Seeds Flashcards
(14 cards)
What are seeds in dbt?
Seeds are CSV files stored in your dbt project (typically in the seeds
directory) that dbt can load into your data warehouse using the dbt seed
command.
How does dbt load seed files into your warehouse?
By running the dbt seed
command, dbt reads CSVs from the seeds
directory and creates corresponding tables in the target schema.
How can you reference a seed in a downstream model?
Use the ref
function, just like with models, e.g., {{ ref('country_codes') }}
.
What are some good use cases for seeds in dbt?
Examples include lookup tables like country codes to names, test email exclusion lists, and employee account IDs.
What are some poor use cases for seeds?
They include loading large raw data exports and handling sensitive production data like PII or passwords.
Where should seed CSV files be located in a dbt project?
In the seeds
directory with a .csv
file extension, e.g., seeds/country_codes.csv
.
What does the dbt seed
command output after successful execution?
It reports how many seeds were found, how many were successfully loaded, and how long it took.
Are seed files version-controlled?
Yes, since they are stored in the dbt repository, they benefit from version control and code review processes.
How do you configure seeds in dbt?
Seed configurations are set in dbt_project.yml
and control properties like schema, delimiter, and quoting.
Can you document and test seeds in dbt?
Yes, using YAML properties, you can add documentation and schema tests to seed tables just like with models.
What happens if you change a seed file and rerun dbt seed
?
The seed table in your data warehouse is updated with the new contents from the CSV.

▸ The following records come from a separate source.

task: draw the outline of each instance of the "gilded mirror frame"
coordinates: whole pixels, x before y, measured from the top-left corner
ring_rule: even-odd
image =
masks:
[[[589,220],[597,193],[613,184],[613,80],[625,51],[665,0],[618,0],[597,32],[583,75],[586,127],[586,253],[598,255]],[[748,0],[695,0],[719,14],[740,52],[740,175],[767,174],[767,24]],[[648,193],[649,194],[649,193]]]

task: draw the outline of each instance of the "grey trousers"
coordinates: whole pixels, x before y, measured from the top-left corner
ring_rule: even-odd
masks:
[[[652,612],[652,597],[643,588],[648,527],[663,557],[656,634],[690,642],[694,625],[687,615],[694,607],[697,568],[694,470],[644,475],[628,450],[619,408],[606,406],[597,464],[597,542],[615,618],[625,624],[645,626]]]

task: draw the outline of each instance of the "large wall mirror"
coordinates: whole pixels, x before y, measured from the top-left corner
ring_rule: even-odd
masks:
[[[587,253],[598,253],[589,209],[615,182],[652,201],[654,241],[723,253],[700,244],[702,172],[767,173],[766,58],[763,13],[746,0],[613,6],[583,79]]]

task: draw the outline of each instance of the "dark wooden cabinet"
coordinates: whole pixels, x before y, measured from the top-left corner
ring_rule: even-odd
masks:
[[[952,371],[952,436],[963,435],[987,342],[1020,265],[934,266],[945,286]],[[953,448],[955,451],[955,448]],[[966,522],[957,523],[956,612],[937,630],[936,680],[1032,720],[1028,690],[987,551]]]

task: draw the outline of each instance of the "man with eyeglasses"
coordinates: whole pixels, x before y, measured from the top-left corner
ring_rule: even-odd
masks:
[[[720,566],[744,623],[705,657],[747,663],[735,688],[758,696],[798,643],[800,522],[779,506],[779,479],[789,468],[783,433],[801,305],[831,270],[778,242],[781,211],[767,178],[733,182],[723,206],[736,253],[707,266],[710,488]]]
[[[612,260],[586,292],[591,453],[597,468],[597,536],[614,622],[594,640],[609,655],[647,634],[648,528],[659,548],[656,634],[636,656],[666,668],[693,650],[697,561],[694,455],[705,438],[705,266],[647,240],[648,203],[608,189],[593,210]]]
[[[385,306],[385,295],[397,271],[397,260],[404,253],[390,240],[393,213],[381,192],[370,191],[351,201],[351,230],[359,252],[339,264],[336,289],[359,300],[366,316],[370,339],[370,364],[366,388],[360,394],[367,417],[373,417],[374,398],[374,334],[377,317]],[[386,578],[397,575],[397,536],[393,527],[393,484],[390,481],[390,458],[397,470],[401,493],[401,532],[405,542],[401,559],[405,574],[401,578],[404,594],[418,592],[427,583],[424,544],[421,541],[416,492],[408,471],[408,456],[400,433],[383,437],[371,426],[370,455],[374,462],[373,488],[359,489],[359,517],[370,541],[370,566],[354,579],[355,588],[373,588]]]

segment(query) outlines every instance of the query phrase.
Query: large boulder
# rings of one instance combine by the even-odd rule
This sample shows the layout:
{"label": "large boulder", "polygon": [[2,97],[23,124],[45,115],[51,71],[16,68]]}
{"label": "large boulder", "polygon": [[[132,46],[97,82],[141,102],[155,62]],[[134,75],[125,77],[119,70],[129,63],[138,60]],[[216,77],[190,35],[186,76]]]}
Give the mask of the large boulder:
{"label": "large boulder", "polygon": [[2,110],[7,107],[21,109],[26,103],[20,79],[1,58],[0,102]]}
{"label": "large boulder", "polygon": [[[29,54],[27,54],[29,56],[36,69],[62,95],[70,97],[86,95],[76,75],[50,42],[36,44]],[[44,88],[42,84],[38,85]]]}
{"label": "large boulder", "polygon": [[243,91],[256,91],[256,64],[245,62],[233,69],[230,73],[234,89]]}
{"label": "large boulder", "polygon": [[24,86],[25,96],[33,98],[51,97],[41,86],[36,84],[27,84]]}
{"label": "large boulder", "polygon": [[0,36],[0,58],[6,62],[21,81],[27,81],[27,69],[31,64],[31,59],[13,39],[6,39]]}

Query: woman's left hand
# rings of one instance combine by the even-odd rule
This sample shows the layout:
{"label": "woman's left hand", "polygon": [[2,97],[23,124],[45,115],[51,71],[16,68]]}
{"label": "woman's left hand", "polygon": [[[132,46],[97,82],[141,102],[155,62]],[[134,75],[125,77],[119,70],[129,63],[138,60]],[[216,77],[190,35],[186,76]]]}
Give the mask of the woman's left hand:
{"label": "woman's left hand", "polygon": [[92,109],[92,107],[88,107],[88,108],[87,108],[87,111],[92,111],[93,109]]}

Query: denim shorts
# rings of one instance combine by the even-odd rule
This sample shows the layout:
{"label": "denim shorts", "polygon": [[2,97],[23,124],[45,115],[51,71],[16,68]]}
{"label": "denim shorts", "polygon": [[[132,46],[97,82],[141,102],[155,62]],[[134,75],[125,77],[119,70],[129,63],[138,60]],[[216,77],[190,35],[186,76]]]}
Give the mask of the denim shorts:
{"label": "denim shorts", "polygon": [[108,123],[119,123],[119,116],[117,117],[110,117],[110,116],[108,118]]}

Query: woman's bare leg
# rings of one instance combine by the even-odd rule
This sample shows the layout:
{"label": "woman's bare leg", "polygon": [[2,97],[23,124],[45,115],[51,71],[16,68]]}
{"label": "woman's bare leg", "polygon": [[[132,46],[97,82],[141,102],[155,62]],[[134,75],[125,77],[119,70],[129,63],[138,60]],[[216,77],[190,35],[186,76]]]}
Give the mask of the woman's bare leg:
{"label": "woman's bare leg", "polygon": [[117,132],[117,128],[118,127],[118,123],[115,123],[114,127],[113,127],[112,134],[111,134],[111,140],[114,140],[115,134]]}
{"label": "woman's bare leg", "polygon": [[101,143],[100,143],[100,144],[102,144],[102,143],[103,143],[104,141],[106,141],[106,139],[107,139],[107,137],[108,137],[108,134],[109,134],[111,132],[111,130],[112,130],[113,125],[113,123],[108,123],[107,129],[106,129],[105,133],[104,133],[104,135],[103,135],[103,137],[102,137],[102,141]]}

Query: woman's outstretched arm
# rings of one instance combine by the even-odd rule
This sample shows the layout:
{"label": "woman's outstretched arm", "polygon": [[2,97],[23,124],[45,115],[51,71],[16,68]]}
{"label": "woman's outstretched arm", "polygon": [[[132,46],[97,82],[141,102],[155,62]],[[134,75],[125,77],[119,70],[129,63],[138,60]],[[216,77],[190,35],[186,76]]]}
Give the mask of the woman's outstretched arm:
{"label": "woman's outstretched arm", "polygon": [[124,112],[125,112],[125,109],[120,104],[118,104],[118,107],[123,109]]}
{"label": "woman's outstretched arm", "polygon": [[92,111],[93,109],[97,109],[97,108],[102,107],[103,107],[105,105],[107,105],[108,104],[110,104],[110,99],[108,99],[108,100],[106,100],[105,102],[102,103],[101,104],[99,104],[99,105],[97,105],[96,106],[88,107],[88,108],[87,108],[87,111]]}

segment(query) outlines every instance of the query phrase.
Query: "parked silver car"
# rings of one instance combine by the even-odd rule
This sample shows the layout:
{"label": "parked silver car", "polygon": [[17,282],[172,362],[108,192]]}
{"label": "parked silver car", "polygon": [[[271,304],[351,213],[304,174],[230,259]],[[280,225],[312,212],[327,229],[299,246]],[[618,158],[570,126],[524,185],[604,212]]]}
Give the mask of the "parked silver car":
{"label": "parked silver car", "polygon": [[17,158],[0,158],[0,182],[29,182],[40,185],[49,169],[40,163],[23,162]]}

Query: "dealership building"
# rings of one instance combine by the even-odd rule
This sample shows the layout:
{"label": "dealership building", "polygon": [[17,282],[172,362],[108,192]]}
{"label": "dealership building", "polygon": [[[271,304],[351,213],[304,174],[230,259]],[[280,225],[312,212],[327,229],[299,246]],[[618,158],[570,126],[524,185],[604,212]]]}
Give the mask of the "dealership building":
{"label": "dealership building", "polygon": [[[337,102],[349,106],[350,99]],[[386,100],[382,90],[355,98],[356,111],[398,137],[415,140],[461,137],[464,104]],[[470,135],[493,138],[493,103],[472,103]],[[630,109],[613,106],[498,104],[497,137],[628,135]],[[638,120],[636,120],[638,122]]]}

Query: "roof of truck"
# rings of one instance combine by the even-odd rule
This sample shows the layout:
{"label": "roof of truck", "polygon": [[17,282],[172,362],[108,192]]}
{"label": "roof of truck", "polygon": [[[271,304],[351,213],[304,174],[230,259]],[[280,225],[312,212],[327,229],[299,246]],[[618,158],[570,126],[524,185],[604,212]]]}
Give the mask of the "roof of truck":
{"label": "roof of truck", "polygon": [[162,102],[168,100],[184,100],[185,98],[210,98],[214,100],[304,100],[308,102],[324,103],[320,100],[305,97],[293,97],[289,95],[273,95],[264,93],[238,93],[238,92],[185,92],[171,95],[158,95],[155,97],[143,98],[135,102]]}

Why are seeds considered best for static data?
Because seeds are version-controlled CSVs that should not change often, making them ideal for reference or lookup tables.
What schema does a seed table get created in by default?
The table is created in your target schema, as defined by your dbt profile and project configuration.
What is the primary benefit of using seeds instead of hand-coded lookup tables in SQL?
They provide a clean, maintainable, and version-controlled way to store and deploy reference data.